1. **Data quality** is high — yfinance provides clean OHLCV data with minimal gaps for US stocks.
2. **Return distributions** have fat tails (excess kurtosis), confirming that extreme events are more common than a normal distribution would predict.
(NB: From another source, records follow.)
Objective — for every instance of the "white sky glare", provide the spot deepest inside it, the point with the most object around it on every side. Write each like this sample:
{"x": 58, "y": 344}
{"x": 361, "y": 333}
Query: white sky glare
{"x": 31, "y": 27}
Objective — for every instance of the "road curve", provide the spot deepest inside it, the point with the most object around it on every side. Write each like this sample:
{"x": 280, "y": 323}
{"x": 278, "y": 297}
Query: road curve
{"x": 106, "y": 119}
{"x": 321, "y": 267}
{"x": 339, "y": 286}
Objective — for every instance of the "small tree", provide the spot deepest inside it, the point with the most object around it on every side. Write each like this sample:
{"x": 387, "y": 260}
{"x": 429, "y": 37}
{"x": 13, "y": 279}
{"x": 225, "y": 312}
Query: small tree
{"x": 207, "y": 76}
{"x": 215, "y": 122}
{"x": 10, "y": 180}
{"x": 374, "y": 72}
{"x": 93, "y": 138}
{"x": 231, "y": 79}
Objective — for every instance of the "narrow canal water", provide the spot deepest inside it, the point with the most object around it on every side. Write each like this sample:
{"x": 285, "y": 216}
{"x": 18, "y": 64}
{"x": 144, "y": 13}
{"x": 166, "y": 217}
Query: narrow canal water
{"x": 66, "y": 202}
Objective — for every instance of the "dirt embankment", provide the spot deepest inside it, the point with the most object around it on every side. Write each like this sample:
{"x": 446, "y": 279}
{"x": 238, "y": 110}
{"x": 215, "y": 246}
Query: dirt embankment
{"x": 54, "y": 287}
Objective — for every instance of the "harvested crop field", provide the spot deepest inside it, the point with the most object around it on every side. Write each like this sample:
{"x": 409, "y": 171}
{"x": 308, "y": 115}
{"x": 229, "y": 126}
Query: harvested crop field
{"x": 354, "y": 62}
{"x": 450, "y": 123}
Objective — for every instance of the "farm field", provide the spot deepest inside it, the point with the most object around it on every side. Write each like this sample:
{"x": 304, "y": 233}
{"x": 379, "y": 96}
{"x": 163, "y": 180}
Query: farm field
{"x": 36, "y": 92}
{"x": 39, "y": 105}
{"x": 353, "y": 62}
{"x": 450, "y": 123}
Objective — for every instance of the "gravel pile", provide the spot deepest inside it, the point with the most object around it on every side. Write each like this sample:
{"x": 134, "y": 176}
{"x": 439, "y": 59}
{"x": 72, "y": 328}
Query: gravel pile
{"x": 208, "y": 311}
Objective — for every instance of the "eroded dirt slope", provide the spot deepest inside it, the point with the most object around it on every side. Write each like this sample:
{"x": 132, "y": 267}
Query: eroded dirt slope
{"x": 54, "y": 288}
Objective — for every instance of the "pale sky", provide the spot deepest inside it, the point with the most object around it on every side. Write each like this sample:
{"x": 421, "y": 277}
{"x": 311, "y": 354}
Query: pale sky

3. **Volatility clusters** — periods of high volatility tend to be followed by more high volatility (autocorrelation in variance).
4. **Cross-stock correlations** exist, which is why our clustering module can find meaningful groups.

These properties inform our feature engineering choices (rolling vol, z-scores, momentum) in notebook 02.